Matriptase is a type-II serine protease that is widely expressed in epithelial tissues and is known to play a role in normal epithelial cell integrity. Matriptase expression and activation are ...normally tightly regulated by its cognate inhibitor, Hepatocyte Growth Factor Activator Inhibitor-1, HAI-1, but is often dysregulated in many cancers and correlates with poor patient prognoses.
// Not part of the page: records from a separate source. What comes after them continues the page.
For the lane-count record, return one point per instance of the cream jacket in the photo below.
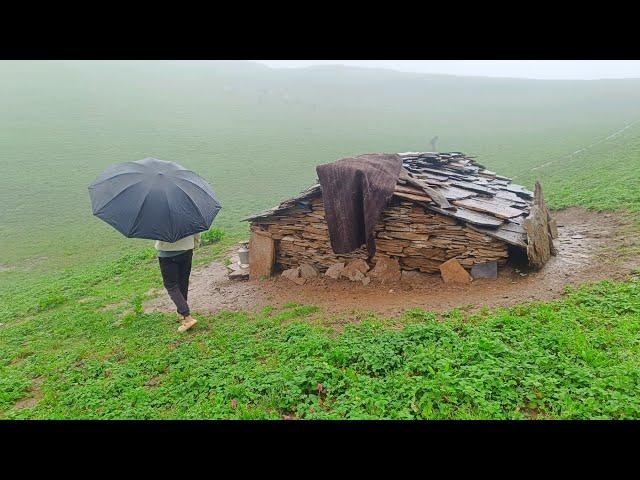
(186, 243)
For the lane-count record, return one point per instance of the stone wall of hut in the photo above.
(419, 238)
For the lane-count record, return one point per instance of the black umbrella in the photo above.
(153, 199)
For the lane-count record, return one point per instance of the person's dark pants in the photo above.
(175, 276)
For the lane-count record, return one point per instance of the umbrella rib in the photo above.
(135, 221)
(95, 184)
(199, 188)
(192, 202)
(116, 196)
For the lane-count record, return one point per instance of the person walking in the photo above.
(162, 201)
(175, 265)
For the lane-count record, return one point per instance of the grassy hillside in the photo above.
(78, 345)
(75, 343)
(255, 133)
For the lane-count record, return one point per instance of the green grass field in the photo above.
(75, 343)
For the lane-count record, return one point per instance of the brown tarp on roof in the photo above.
(355, 191)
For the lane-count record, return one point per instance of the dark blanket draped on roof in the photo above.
(355, 191)
(488, 202)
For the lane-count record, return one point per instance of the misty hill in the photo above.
(256, 133)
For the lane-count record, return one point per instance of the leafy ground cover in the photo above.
(81, 347)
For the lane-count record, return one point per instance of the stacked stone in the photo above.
(420, 239)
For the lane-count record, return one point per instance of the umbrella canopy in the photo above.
(153, 199)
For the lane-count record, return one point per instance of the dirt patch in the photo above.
(35, 394)
(589, 246)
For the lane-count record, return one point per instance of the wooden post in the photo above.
(262, 255)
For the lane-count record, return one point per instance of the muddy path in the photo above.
(589, 247)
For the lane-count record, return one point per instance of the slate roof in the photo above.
(452, 184)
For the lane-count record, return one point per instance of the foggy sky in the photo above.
(538, 69)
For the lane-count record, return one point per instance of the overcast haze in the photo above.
(540, 69)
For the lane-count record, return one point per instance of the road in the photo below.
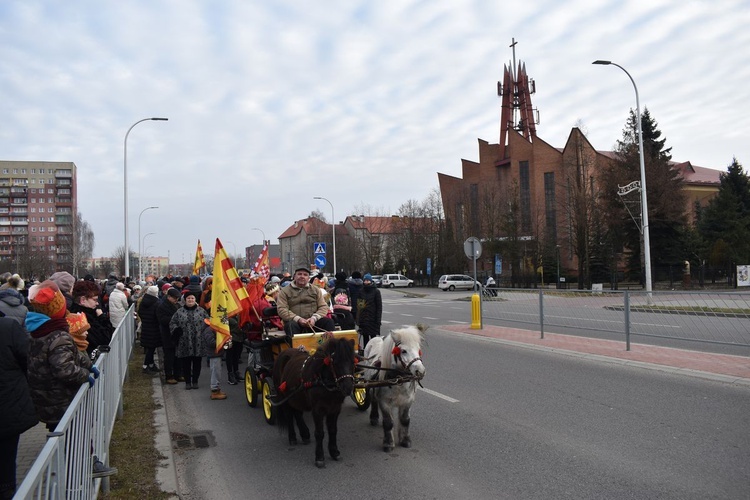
(496, 421)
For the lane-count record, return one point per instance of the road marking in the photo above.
(437, 394)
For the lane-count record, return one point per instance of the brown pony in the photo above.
(317, 383)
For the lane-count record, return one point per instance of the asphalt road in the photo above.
(495, 421)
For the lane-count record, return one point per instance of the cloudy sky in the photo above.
(273, 102)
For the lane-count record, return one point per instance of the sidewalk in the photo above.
(720, 367)
(725, 367)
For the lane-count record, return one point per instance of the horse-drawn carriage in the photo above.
(315, 371)
(263, 354)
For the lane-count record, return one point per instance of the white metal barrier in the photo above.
(63, 469)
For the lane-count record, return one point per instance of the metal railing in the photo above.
(63, 468)
(712, 317)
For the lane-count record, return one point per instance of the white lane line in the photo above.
(437, 394)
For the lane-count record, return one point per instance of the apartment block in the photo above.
(38, 203)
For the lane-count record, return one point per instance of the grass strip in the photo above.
(132, 448)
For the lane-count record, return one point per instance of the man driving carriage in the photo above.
(302, 307)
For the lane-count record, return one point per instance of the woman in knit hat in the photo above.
(56, 369)
(85, 296)
(64, 281)
(186, 326)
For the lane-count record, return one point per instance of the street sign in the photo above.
(473, 247)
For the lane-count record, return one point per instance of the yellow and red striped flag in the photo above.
(228, 296)
(199, 261)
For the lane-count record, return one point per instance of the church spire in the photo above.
(517, 113)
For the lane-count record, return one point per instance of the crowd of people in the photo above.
(52, 331)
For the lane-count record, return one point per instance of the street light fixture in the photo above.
(140, 262)
(333, 226)
(644, 200)
(125, 183)
(261, 232)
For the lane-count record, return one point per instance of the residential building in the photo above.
(38, 207)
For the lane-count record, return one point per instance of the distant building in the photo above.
(521, 160)
(38, 207)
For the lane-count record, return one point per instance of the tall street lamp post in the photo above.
(125, 183)
(644, 201)
(140, 262)
(143, 243)
(333, 226)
Matriptase is known to act as an oncogene and has been shown to activate tumor promoting substrates such as uPA, PAR2 and pro-HGF. Matriptase activation correlates universally with inflammatory conditions such as low pH and has been shown to occur as a result of stimulation with compounds such as sphingosine 1-phosphate (S-1P) in A1N4 breast cancer cells. In this thesis, we have shown that EGFR-directed matriptase activation contributes to proliferation and migration in ER-negative breast cancer. In standard culture conditions, high level receptor tyrosine kinase and matriptase activation was detected by immunoblot in HER2+ SK-BR-3 and AU565, and MDA-MB-468 TNBC cells. Treatment of AU565, SK-BR-3, and HCC1569 Basal-like cells with EGF resulted in enhanced ErbB2 and EGFR phosphorylation, and increased matriptase activation, whereas serum starvation or dual EGFR/ErbB2 tyrosine kinase inhibitor, Lapatinib, treatment suppressed matriptase activation. ErbB2 inhibition with Mubritinib or clinically-used monoclonal antibodies, Trastuzumab and Pertuzumab had no effect on matriptase activation, whereas inhibition of EGFR activity decreased matriptase activation. We have also shown that matriptase is activated in Lapatinib-resistant SK-BR-3cells. Finally, we have demonstrated that ROS is central to the mechanism of matriptase activation and have used activated matriptase to direct N-acetyl cysteine (NAC) treatment in several carcinomas. This treatment resulted in cell death in all breast cancer subsets as well as pancreatic, lung, prostate, colon, stomach, and ovarian cancer. These data demonstrated the potential contribution of ROS-mediated survival, its independence of kinase-mediated survival, and that matriptase-directed NAC therapy could have significant clinical impact. This work is promising for the future clinical use of levels of shed species of matriptase as biomarkers for NAC, and potentially other antioxidant therapies as well as the study of matriptase in other ROS-dependent malignancies.